Director's sad return to Sundance
Sebastian Junger wishes his latest Sundance Film Festival documentary never had to be made.
It's been a bittersweet return for Junger at Sundance, where his war chronicle Restrepo won the top documentary prize three years ago.
Junger's back with Which Way Is the Front Line from Here? The Life and Time of Tim Hetherington, a portrait of his Restrepo co-director, who was killed covering fighting in Libya in April 2011.
Junger and producer James Brabazon, a long-time colleague with whom Hetherington covered combat in Liberia, were glad to share the film with Sundance audiences but uneasy coming to a festival that's billed as a celebration of film.
''It's an odd feeling. James and I are maybe the only filmmakers in the town who are in some ways quite sad our film exists,'' Junger said in an interview alongside Brabazon.
''But it's also our opportunity to sort of communicate how extraordinary our good friend Tim Hetherington was.
''So I'm walking around, I'm seeing restaurants and street corners where Tim and I had conversations. I'm sort of flashing back. Yeah, it's a very kind of poignant experience.''
A portrait of a US platoon in Afghanistan, Restrepo earned an Academy Award nomination for best documentary.
Six weeks after attending the Oscars, Hetherington was killed by shrapnel from a mortar round.
Which Way Is the Front Line chronicles Hetherington's early life in Great Britain, where he studied photography and first went overseas in 1999 to cover young soccer players in Liberia.
In 2003, he returned there with veteran war photojournalist Brabazon to cover rebels trying to overthrow President Charles Taylor. In 2007, Junger, author of the best-seller The Perfect Storm, enlisted Hetherington to shoot photos and video for Restrepo.

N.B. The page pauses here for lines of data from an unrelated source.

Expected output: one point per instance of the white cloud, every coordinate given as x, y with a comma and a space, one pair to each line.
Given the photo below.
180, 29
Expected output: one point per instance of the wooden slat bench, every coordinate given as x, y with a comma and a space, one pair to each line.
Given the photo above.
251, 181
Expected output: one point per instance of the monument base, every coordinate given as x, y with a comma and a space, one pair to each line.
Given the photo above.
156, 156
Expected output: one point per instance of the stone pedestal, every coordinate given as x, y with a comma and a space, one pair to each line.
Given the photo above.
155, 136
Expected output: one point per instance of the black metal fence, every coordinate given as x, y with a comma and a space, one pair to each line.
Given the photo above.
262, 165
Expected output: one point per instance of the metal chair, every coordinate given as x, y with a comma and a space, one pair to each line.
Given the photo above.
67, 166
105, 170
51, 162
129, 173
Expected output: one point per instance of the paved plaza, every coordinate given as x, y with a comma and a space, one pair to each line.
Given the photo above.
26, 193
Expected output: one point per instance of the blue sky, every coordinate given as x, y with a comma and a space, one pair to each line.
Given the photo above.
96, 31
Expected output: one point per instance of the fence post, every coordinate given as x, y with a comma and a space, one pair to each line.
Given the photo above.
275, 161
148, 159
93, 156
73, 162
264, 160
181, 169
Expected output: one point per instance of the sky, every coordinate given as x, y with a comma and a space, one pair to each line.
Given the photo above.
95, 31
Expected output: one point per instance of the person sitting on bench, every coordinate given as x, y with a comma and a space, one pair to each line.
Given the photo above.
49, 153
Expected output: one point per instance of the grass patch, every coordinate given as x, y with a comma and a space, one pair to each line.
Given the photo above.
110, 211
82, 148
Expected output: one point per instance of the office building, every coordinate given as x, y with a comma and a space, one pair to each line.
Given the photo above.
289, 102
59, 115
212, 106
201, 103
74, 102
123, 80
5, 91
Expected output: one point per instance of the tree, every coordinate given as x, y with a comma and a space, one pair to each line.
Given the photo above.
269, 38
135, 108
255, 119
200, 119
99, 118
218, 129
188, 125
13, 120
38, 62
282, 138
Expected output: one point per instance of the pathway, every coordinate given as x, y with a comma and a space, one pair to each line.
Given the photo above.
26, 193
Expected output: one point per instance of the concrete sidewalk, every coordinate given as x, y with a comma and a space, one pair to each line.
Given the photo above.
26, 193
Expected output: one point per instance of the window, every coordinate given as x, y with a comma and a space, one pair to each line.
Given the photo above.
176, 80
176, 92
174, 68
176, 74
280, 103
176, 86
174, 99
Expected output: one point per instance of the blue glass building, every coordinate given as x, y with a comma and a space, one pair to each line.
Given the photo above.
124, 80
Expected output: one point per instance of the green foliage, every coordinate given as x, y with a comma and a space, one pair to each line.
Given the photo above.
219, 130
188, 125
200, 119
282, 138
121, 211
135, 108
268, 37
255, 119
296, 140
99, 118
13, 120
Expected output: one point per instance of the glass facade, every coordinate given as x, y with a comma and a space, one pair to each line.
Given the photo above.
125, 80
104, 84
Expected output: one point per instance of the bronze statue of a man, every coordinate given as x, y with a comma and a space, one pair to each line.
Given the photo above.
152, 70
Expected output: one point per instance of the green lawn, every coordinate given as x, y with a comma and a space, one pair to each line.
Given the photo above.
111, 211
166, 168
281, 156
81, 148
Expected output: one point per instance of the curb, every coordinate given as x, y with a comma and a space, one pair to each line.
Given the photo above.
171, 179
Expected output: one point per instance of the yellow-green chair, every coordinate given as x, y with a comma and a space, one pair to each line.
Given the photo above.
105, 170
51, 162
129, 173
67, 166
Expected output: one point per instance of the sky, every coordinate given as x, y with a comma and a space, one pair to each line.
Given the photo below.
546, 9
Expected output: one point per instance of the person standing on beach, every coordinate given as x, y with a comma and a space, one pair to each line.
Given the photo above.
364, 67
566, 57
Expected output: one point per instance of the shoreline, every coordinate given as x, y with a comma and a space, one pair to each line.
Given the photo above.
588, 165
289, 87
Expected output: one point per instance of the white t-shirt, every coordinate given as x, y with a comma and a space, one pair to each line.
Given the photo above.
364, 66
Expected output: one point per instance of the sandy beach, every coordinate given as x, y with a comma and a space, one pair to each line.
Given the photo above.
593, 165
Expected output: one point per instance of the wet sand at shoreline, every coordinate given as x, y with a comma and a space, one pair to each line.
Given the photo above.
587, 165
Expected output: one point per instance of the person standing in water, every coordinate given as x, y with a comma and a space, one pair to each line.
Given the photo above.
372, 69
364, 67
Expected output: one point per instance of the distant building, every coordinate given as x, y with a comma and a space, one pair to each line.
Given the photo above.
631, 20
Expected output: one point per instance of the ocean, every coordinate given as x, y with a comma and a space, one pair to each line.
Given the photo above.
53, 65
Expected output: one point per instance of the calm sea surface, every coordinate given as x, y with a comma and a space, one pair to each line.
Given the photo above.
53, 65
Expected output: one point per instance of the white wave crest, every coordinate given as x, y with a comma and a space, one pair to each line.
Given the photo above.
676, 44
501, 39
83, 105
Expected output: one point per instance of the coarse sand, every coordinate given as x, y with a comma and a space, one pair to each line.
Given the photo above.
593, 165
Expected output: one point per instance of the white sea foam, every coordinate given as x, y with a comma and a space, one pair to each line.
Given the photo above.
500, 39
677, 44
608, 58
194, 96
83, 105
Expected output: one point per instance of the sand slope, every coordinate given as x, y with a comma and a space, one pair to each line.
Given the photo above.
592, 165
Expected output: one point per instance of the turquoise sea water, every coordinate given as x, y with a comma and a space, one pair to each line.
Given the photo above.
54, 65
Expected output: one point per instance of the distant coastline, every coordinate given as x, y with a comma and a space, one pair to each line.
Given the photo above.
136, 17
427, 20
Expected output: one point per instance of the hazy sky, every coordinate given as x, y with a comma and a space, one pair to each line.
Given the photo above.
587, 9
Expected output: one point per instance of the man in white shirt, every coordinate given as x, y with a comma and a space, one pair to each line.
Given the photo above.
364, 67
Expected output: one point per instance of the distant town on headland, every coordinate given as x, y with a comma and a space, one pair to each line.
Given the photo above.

The two spent a year filming a platoon in one of Afghanistan's most dangerous war zones, capturing both the boredom of waiting around for the fighting and tragedy as US soldiers lost close friends in combat.
Hetherington was not the usual objective, fly-on-the-wall photojournalist. The new film reveals him as a chronicler of combat but also a humanitarian who engaged with his subjects and put his own life at risk to help them.

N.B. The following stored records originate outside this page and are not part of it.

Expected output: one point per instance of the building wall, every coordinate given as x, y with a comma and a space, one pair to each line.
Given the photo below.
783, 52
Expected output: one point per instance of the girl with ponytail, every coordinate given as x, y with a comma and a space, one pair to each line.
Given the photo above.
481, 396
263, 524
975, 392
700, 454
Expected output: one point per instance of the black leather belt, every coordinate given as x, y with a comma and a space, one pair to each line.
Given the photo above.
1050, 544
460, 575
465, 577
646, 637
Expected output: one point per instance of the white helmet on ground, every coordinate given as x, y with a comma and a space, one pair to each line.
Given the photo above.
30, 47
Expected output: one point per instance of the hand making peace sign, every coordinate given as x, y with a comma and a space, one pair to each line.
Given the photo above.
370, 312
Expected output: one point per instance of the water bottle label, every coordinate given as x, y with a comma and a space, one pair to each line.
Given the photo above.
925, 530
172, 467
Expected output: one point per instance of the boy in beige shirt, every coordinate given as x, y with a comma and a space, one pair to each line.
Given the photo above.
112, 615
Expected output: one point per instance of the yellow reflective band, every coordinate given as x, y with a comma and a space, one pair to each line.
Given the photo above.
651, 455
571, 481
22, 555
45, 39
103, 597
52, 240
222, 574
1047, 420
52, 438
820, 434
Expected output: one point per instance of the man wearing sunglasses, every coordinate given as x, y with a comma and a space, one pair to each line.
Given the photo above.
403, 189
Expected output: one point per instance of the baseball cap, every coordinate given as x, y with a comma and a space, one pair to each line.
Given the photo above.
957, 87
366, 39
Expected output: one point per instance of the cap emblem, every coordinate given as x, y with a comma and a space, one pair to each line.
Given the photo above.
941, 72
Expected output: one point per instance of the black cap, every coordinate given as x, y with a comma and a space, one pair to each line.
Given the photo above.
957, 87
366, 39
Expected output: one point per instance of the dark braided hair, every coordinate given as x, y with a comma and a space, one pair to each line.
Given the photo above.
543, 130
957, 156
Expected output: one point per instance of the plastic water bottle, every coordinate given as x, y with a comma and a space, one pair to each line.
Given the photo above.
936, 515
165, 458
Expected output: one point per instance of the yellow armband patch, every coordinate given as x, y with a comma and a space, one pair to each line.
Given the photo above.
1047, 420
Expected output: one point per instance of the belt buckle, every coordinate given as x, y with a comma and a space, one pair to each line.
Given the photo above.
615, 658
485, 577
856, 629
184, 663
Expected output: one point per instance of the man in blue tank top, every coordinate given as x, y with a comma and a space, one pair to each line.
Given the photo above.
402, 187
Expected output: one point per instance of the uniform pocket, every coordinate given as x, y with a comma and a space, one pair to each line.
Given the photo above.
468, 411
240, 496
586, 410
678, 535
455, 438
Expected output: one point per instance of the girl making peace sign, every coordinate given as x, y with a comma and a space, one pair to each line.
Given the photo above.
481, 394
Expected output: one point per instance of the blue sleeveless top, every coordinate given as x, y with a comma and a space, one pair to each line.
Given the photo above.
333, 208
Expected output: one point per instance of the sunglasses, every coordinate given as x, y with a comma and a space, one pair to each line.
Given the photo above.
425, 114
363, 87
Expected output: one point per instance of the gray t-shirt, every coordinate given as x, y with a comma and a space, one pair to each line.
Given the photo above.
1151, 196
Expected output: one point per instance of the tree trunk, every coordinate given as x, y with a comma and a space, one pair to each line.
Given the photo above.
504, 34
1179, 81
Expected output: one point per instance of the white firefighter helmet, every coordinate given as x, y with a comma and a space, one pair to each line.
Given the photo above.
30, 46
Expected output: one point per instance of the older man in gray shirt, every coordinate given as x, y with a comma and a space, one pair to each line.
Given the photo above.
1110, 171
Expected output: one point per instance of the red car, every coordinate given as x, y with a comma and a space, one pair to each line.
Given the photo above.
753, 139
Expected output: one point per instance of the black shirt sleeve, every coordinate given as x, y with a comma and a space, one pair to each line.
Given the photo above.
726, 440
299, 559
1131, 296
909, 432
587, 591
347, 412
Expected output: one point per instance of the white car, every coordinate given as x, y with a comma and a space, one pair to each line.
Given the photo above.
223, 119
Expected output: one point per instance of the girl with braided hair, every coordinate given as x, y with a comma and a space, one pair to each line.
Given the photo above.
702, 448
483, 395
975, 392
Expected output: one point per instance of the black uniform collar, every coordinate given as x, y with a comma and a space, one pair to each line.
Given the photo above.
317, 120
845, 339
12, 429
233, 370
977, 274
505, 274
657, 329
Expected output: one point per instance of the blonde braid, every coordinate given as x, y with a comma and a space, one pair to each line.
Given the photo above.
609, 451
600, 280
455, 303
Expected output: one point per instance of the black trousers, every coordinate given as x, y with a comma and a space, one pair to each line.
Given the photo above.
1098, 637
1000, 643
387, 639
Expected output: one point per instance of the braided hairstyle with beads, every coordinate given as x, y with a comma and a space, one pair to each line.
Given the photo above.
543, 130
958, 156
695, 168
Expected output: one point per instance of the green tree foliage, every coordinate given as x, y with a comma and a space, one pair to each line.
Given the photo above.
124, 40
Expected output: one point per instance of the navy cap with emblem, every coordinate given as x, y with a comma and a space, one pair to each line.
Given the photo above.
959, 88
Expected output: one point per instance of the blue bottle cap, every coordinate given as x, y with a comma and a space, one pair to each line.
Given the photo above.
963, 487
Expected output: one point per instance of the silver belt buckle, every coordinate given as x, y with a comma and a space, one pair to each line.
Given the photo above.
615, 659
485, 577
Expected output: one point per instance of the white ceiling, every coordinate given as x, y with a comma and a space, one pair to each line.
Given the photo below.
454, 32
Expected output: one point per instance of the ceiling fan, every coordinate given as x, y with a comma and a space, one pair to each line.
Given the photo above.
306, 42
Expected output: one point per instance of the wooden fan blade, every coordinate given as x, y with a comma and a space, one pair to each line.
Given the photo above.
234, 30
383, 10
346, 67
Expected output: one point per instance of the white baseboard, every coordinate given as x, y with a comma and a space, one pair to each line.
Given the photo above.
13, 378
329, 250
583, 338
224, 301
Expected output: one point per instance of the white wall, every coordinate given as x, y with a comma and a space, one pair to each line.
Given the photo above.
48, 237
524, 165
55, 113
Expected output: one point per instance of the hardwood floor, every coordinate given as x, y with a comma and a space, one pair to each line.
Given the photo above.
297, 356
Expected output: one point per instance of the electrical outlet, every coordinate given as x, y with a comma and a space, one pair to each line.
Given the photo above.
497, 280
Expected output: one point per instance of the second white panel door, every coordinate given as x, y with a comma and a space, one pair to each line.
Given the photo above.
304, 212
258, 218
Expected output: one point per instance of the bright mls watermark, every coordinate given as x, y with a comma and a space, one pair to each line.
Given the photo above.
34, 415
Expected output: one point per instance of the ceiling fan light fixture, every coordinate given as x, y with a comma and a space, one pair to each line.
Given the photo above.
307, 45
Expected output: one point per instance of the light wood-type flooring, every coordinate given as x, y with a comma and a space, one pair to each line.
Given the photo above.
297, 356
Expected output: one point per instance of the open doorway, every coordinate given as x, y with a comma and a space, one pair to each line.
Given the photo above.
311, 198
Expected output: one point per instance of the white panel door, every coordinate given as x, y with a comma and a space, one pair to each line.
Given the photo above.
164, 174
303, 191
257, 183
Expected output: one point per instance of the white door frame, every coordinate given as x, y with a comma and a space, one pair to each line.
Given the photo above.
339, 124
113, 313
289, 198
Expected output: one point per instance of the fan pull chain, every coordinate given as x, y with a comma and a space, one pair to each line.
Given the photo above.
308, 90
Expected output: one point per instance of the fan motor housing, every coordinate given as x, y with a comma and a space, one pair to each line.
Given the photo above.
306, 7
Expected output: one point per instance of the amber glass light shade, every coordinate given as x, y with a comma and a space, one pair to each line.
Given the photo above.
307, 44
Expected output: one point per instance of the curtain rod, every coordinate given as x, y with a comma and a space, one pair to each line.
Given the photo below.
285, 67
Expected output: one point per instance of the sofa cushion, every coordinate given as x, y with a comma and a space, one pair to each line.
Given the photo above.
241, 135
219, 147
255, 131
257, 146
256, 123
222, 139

Brabazon recounts a day in Liberia when a doctor treating rebels was accused of being a government spy.
A rebel leader dragged the man away at gunpoint, and Brabazon, who already had witnessed executions in Liberia, was convinced he was about to shoot video of another.
Hetherington was shooting video right next to him and stepped in to grab the gun hand of the rebel leader. He talked the man down, telling him not to shoot the doctor because he was the only medic the rebels had to tend their wounded.
''That for me more than anything demonstrated Tim's courage, bravery and central humanity,'' Brabazon said.
''That wasn't another picture or part of the story for him. That was something that he needed to involve himself in as a human being with a very specific and concrete outcome. That person survived and was able to continue treating the wounded. That's how Tim saw war.''
Hetherington had talked about leaving combat coverage behind, starting a family and settling down in a less-dangerous lifestyle.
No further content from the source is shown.